Alors que la guerre fait rage depuis plus de deux ans au Soudan, la montée en puissance de milices alliées à l’armée régulière suscite de vives inquiétudes parmi les populations. Au Kordofan du Nord, la destruction d’un centre médical illustre l’aggravation dramatique de la crise humanitaire. Tandis que les alliances militaires se multiplient, le pays s’enfonce un peu plus dans l’instabilité, alertent les Nations unies, qui dénoncent une détérioration continue des conditions de vie et de sécurité.
Des infrastructures civiles prises pour cibles
À Al-Rahad, dans l’État du Kordofan du Nord, un centre médical a été intégralement détruit dans une attaque attribuée aux Forces de soutien rapide (FSR). La pharmacie a été ravagée par des bombardements, les salles d’opération réduites à l’état de ruines, et les services d’échographie et d’électrocardiographie sont désormais hors d’usage. Les bureaux administratifs ainsi que les unités d’hospitalisation ont également subi des dommages considérables. « Toutes nos structures ont été touchées. Nous ne pouvons plus prodiguer de soins », déplore la directrice du centre, Khaiera Ibrahim Abdul-Mawla, qui confirme l’ampleur des destructions. Désormais, la population locale se retrouve privée de tout accès aux soins essentiels.
Les services municipaux d’Al-Rahad n’ont pas été épargnés. L’autorité chargée du nettoyage de la ville a cessé ses activités, plongeant la localité dans une insalubrité croissante. Son responsable, Salah El-Din Yahya Siddiq, condamne fermement « des attaques systématiques contre les services civils, en violation du droit international humanitaire ». Depuis avril 2023, l’armée soudanaise, dirigée par le général Abdel Fattah al-Burhan, affronte les FSR, commandées par Mohamed Hamdan Daglo, dit « Hemeti ». Selon les Nations unies, ce conflit a provoqué l’une des pires crises humanitaires au monde, avec des millions de déplacés et un effondrement généralisé des infrastructures.
Des alliances militaires qui ravivent les craintes d’une fragmentation durable
Dans les zones sous contrôle de l’armée, de nouveaux groupes armés font désormais office d’auxiliaires. Parmi les principales formations figurent les Forces conjointes, les Forces du Bouclier du Soudan, ainsi que la Brigade Baraa ibn Malek. Ces groupes, qui disposent d’artillerie, de drones et de missiles antiaériens, combattent officiellement sous l’autorité du général al-Burhan.
Cependant, cette stratégie d’alliance suscite des inquiétudes. À Khartoum, des témoins rapportent que des combattants circulent librement avec leurs armes, ravivant la peur chez les habitants. « Le précédent des FSR est dans toutes les mémoires : issues des milices Janjawid, elles avaient été intégrées au pouvoir avant de se retourner contre l’armée », rappelle Kholood Khair, analyste soudanaise.

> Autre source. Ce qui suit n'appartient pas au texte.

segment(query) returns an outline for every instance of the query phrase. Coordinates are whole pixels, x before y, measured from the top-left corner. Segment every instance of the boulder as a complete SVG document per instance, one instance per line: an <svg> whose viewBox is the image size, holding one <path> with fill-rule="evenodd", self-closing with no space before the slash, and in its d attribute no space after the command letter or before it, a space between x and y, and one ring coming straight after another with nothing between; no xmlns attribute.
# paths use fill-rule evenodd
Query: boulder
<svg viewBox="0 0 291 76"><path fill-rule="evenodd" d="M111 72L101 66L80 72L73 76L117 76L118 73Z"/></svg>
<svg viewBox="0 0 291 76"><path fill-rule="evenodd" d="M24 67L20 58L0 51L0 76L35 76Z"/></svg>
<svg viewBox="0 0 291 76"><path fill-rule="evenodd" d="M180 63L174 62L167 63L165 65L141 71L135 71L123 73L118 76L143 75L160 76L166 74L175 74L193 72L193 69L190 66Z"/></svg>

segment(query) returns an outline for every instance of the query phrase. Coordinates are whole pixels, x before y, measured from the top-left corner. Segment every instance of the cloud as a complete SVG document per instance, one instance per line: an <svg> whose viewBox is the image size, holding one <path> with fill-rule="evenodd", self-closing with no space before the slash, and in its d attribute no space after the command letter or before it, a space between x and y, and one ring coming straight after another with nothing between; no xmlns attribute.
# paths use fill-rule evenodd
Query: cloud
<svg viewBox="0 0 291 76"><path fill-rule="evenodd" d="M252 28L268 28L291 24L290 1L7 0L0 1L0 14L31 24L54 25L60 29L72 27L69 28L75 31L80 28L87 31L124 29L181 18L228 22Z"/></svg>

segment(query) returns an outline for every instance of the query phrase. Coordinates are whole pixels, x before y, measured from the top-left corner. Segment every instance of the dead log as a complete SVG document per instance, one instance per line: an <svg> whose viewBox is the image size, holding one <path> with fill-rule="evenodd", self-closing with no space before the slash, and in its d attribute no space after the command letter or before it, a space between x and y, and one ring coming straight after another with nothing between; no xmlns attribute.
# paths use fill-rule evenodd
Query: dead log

Selon elle, « ces alliances reposent davantage sur un ennemi commun que sur un projet politique partagé ». Plusieurs experts craignent dès lors une nouvelle fragmentation militaire, qui pourrait transformer le Soudan en une mosaïque de fiefs armés ingouvernables.
L’ONU, qui appelle régulièrement à la protection des civils et des infrastructures essentielles, exige également un accès humanitaire sûr et sans entrave. Mais sur le terrain, dans les régions les plus affectées, les habitants n’attendent plus qu’une chose : la fin des combats et le rétablissement des services publics indispensables à leur survie.